They are in millions of homes all over the country -- high-tech gadgets, toys and appliances that entertain us and make life easier. But these popular "smart home" devices have hidden risks that could make you and your family easy targets for hackers.
Everything from baby monitors and security systems to toys and TVs, even refrigerators with cameras built right into their doors can be connected to the Internet, adding convenience but also risk. They are part of an exploding category of connected devices known as the "Internet of Things."
Tod Beardsley, a tech security researcher at Rapid7, told CBS News that we can expect to see a lot more of them in the future -- as many as "20 billion of these devices by 2020."
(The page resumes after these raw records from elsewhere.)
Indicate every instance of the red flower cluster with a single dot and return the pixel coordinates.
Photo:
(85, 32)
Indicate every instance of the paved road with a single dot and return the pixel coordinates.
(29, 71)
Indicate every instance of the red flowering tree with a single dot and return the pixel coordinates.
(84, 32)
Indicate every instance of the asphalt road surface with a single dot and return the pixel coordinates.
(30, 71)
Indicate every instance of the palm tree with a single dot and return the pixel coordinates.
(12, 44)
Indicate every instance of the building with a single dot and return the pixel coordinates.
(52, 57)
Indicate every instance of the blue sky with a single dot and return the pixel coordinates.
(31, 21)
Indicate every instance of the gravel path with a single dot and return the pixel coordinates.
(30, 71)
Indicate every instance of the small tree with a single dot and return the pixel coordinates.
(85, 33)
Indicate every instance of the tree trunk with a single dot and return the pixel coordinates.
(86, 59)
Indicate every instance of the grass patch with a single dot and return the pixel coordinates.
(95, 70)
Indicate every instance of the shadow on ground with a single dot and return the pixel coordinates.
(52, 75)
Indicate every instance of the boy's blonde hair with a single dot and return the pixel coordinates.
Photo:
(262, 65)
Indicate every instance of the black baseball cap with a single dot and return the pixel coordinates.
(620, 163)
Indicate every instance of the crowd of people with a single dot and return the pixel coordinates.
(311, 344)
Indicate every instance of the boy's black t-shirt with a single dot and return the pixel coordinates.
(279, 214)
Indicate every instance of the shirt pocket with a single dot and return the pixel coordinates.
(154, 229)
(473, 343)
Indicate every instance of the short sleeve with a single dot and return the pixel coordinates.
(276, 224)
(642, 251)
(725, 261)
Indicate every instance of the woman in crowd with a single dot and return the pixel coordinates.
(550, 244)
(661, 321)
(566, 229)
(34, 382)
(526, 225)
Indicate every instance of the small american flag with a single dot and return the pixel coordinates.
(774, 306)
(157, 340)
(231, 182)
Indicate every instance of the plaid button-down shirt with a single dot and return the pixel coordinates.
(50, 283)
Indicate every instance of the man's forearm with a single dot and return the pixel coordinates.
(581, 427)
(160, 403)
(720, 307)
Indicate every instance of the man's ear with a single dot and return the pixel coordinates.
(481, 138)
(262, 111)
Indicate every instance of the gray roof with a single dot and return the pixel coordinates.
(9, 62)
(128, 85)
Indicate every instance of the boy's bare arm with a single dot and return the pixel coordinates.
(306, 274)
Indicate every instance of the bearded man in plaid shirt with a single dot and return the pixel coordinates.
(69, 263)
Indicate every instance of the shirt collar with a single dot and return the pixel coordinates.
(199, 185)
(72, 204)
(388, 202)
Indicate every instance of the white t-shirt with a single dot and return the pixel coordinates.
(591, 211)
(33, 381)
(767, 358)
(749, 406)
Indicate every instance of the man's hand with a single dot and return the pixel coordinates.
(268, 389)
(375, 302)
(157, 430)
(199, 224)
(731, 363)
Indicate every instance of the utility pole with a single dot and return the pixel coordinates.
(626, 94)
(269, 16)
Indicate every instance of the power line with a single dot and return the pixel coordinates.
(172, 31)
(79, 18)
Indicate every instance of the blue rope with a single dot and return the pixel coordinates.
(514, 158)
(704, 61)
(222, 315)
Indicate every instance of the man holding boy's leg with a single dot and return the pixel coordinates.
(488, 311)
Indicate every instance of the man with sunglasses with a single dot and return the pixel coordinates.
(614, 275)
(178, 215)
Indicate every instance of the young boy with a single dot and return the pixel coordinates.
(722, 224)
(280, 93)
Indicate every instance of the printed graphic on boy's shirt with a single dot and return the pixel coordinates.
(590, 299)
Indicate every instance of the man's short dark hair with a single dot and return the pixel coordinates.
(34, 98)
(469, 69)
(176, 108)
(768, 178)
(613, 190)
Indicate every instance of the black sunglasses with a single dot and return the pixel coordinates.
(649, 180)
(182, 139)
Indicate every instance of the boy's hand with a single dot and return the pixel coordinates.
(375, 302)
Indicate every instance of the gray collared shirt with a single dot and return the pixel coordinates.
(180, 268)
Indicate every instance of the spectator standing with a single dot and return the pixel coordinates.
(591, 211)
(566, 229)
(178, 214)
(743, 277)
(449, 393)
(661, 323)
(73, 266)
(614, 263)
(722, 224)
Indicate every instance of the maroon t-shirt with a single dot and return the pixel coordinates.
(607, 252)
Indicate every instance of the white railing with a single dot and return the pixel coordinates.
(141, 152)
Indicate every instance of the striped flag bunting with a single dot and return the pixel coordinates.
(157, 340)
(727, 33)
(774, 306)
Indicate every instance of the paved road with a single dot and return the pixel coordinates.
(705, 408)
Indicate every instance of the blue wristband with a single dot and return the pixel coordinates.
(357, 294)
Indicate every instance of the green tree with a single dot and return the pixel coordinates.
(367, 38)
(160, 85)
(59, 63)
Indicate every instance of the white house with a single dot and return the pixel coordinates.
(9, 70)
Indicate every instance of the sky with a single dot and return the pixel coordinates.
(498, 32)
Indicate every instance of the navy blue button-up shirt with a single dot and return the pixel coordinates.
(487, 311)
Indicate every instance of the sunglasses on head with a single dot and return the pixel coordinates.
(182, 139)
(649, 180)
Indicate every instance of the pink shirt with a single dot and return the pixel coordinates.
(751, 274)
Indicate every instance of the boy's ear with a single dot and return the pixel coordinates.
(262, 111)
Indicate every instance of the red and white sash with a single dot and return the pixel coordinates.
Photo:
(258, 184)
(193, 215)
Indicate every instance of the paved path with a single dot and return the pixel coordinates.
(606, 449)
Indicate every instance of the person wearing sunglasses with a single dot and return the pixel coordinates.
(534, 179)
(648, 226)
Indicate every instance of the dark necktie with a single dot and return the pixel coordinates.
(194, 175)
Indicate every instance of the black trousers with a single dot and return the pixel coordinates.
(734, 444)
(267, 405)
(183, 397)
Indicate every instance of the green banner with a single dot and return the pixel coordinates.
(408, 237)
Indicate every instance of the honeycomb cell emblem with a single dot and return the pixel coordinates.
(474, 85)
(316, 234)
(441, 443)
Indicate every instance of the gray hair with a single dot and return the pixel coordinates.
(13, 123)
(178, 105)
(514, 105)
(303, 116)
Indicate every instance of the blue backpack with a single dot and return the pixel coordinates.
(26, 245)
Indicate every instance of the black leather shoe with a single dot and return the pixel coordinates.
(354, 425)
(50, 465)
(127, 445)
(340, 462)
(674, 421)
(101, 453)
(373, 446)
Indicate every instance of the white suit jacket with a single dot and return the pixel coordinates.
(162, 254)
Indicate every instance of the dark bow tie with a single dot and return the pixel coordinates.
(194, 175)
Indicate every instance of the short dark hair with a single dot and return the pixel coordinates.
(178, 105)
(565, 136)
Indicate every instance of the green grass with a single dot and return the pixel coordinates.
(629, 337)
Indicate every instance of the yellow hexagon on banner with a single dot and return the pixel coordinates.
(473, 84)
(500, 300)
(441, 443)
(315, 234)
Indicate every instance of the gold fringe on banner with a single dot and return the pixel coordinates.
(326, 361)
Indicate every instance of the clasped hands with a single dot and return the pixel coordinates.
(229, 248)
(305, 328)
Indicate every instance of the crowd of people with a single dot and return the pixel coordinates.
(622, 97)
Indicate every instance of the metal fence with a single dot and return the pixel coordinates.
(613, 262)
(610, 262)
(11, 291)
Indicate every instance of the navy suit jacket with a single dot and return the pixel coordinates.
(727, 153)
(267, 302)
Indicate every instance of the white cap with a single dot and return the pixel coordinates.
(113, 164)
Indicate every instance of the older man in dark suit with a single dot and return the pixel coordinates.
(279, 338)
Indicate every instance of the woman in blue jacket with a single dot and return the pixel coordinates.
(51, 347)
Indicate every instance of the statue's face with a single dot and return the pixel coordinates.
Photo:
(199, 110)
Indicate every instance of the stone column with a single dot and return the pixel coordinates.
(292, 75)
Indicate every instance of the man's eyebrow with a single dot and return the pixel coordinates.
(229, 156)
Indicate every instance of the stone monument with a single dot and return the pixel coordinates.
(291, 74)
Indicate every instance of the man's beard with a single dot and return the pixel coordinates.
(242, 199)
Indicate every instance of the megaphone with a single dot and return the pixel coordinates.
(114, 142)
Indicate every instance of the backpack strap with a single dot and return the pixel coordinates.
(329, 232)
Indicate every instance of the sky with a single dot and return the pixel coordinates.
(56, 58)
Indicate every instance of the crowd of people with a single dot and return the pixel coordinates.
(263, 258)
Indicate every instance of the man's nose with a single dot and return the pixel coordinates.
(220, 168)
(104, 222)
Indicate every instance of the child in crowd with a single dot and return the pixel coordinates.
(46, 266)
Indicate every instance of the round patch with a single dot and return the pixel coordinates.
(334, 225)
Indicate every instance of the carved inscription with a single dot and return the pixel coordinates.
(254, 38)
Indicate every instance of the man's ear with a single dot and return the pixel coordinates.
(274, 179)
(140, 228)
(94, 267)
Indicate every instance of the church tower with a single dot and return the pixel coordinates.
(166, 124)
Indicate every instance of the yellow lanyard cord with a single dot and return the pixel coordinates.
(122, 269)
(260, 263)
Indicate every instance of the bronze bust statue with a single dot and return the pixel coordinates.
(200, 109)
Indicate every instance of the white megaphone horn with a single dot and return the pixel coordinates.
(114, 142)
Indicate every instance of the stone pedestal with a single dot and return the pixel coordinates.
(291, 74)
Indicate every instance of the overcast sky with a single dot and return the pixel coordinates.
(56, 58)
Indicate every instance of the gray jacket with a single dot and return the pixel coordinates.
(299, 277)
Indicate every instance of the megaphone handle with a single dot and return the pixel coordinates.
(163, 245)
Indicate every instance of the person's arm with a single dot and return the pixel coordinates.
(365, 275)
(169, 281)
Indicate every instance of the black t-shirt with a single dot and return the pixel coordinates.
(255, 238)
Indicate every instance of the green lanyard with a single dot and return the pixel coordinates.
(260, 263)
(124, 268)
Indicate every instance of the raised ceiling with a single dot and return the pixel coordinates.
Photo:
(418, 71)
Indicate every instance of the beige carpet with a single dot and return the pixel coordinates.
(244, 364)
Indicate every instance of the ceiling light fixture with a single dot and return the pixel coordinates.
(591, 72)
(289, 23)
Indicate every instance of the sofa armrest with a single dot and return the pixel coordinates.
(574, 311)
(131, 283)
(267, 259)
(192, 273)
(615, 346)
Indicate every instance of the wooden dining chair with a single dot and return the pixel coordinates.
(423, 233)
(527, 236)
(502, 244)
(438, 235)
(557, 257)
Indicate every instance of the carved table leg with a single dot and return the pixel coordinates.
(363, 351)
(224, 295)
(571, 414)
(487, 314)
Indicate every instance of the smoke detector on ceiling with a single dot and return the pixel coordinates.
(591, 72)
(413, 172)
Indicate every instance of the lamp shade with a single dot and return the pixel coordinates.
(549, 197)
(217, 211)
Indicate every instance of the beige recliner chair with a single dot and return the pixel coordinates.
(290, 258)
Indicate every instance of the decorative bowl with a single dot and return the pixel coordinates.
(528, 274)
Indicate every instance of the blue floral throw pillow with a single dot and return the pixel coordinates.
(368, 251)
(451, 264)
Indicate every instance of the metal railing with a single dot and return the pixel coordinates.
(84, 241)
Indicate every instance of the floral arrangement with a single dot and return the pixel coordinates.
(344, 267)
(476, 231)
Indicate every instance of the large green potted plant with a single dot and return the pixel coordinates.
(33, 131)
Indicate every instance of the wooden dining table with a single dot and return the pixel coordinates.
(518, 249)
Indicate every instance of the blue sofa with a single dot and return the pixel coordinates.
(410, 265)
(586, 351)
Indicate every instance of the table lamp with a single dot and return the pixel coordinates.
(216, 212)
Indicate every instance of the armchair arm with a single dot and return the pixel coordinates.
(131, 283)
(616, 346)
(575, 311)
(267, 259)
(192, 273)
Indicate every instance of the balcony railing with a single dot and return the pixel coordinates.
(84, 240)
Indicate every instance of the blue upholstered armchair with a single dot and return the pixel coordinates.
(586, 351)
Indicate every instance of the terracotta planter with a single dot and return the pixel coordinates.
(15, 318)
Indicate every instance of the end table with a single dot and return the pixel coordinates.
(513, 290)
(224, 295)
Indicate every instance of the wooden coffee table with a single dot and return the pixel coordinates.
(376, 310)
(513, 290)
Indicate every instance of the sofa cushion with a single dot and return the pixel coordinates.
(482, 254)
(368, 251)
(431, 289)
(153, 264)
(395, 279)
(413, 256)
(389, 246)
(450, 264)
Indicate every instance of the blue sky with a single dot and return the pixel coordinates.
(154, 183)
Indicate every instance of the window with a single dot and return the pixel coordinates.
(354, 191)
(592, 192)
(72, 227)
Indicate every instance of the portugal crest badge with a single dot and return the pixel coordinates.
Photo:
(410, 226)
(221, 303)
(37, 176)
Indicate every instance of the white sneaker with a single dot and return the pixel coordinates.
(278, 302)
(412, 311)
The potential danger is that, without proper security measures, they can easily give hackers access to your home network, Beardsley said.
For instance, last April, one New York City couple was horrified to hear a man talking to their 3-year-old through a Web-connected baby monitor.
The easiest, most common entry point for such hackers is through a home's Internet router. Bardsley stressed that changing the router's default password is crucial for protecting against hackers.
"You don't have to be a particularly sophisticated attacker to guess 'password' is the password," he said.
It's also important to create unique passwords for each household device and change them often.
This is crucial because once one device is compromised, it gives hackers the ability to learn a lot about an individual.
Bardsley said information at risk could include a person's first and last names, zip code, and date of birth. He said hackers could put together a data set they could "either use directly for crime" or sell online.